An AlphaGo for Natural Language?
By Minh Le
In October 2015, AlphaGo played its first winning games against a professional Go player. After the Nature article was published and the $1 million bet against Lee Sedol was proposed, Go players around the world have studied the matches extensively to speculate about the coming matches. The consensus was a win for Lee Sedol. As Myungwan Kim, 9-dan professional and the only human in the world to have a winning record again Lee Sedol, the machine’s play was too soft, tends to follow patterns and it didn’t show an understanding for abstract concepts and delayed consequences. He went on to remark “what a lucky guy Lee Sedol is” and to play against AlphaGo is “kind of easy money”. What happened next is history.
It should be noted that it is not the first time AlphaGo demonstrated such a impressive learning capability. While Fan Hui, the player who lost 0-5 to AlphaGo in October, was 34 and has played professionally since the age of 15, AlphaGo only started learning the game last year. The reason it improve so fast is a technique called reinforcement learning.
In reinforcement learning, a machine played against itself (or an older version of itself) millions of games. After each game, the result (win/lose) is treated as a reinforcement signal that it will use to tweak its parameters. The sequences of actions that led to victory are favoured and will become more likely in the future. Combine with a technique called deep learning which helps it recognize abstract patterns on the board much like human intuition, the learning of AlphaGo is not too different from a human player. Except it is a million times faster.
It shouldn’t come as a surprise that machines behave similarly to human in certain aspects. Deep learning for image recognition borrows the architecture of visual pathways in the brain and reinforcement learning sprouted from research in animal cognition. Computer scientists extract useful design principles from decades of neuroscience research to put into computer. Accompanied by rigorous mathematical analysis and vast computing power, machines can outperform humans in many tasks.
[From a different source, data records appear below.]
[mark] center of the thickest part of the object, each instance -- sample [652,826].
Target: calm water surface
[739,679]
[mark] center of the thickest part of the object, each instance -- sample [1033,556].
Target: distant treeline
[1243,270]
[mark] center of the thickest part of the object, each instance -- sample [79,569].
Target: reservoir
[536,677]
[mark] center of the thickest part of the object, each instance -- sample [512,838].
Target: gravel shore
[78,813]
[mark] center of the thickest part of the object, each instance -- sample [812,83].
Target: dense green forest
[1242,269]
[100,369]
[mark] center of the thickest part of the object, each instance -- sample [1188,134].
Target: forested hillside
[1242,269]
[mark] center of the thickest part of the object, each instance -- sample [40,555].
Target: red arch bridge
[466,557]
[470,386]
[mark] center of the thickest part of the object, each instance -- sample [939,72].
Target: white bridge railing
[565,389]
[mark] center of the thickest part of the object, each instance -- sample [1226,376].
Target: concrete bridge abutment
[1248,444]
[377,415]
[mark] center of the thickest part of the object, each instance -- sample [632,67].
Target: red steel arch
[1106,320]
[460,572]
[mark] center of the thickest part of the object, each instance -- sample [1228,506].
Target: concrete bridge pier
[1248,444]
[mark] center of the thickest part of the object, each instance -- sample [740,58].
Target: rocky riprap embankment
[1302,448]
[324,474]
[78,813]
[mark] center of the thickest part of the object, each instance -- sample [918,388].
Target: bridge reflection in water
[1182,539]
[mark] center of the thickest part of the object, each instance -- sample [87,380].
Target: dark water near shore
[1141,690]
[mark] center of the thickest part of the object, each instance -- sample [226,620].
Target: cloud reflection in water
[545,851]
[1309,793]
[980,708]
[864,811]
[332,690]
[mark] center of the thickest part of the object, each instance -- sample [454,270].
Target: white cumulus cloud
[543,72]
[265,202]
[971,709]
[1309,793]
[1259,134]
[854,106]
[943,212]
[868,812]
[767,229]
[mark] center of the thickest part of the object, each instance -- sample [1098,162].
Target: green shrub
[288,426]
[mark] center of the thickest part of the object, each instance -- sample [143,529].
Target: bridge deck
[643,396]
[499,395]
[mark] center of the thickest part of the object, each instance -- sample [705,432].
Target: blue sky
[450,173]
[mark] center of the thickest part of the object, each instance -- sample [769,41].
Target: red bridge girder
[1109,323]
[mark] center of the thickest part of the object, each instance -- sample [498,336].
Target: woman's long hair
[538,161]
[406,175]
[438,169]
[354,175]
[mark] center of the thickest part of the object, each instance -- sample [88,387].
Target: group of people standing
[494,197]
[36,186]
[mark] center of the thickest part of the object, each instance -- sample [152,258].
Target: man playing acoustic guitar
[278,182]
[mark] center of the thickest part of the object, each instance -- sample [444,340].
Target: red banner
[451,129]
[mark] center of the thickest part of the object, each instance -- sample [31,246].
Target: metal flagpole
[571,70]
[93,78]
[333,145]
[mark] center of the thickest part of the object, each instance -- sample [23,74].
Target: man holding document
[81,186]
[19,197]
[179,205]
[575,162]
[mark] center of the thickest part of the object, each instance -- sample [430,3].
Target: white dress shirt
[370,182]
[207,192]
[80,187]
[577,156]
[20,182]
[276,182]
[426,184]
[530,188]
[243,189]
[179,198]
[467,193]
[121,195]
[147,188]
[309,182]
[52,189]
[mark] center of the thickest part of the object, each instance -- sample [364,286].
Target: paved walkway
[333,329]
What is the last defence line of humans against machines? Natural language seems to be a natural answer. Language is one of the unique traits of human, what makes us who we are. Language carries along not only knowledge accumulated throughout thousands years of civilization but also culture, values, morals. Researchers have long hypothesized that natural language is AI-complete, i.e. one can only solve it by creating a human-level generally intelligent machine.
But no matter how great it is, natural language is the product of the complex but limited machinery in our brains and there is no reason computers can’t do it better. A fetus encounters language the first time in early months but language competence develops slowly through the years and only reach maturity in 15-20s. A machine can compress this process to one year or several months using reinforcement learning as AlphaGo has demonstrated. It would talk to itself as a way to improve its own knowledge (as we do when we work out a math proof) or talk to another version of itself to communicate ideas.
One day, we might talk to computers naturally or hear them talking to each other, not unlike in “Her”.
Minh Ngoc Lê is a young researcher in Natural Language Processing. He has devoted most of his research time on working towards a NLP system that can capture the nuance of human language and extract human intelligence from text.
Starting from 2014, Le is part of Spinoza project “Understanding language by machines”, subproject ULM-4 “A quantum model of text understanding”. He focuses on alternative architectures of NLP systems which would allow two-way interaction between modules and integration of world knowledge into NLP. To train interdependent modules, he also works on reinforcement learning for NLP.